Emma frowned. Before she’d come back together with her husband, she’d entertained the offer from Galahad, and he would have callously used her as if she were no better than a common trollop? Hot annoyance rose into her throat. “What a cad.”

He gave her a half-bow from the waist. “Did you truly think that members of Club Damnation were men of sterling character?”

“Of course not. I suspected what sort of men Eggleton must have put together, and I also realize why.” She included all the men in her gaze. “Broken men need a place to gather and feel safe the same as everyone else, but that can only help so much.”

“Agreed, and Thornton needs more help than any of us can give him,” Galahad continued as he wiped his nose on the back of his sleeve. “Pity, that. I doubt he’ll ever be fully back in reality, especially as afraid of it as he is.”

That wasn’t what they needed just now. She narrowed her gaze. “So help me if you set Thornton’s healing back, he won’t be your only problem,” she said in a measured voice.

The club members exchanged concerned glances, but it was Galahad’s mocking laughter that burrowed beneath her skin.

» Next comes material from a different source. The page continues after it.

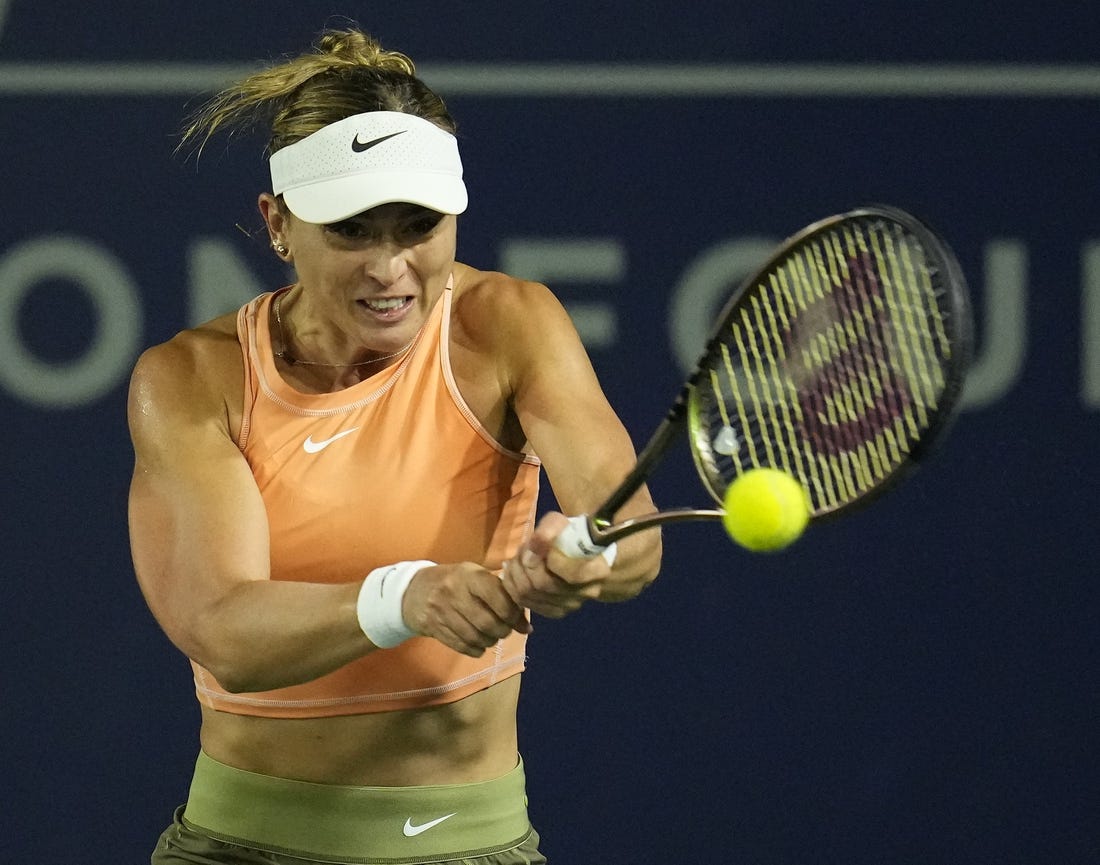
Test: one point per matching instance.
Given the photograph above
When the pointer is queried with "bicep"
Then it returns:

“Healing?” A flicker of vulnerability went through his golden eyes. “Do you think there is hope for any of us, duchess? We all have dark secrets in our pasts. How can anyone overlook those things?”

“Have faith, Galahad. Even a man with the blackest soul can find redemption if he wants it.” Perhaps she understood him more than most. “Sins and secrets don’t make for bad men, necessarily, unless you don’t wish to change.”

He fought to bring his expression into a bland mask. “That is more easily accomplished if I have a willing woman in my bed with her lips wrapped around my prick.”

“Stand aside, Emma. I’ve heard enough from him.” Cecil again raised the pistol and leveled the nose on the other man. With his free hand, he tugged her to his side and out of the way of harm. “Friend or not, that was outside of enough, and I’m done listening to him.”

“Leave him alone, I beg of you.” Once more, she clung to his arm in the hopes she could turn him away. “Don’t do this.”

“He has to know that you are mine, and always will be. He will never win you.” The pistol never once wavered in his hand.

“Of course he knows that! All of this is just a game to him because he’s a pampered, bored man with far more coin than good sense, constantly pandered to by men like you!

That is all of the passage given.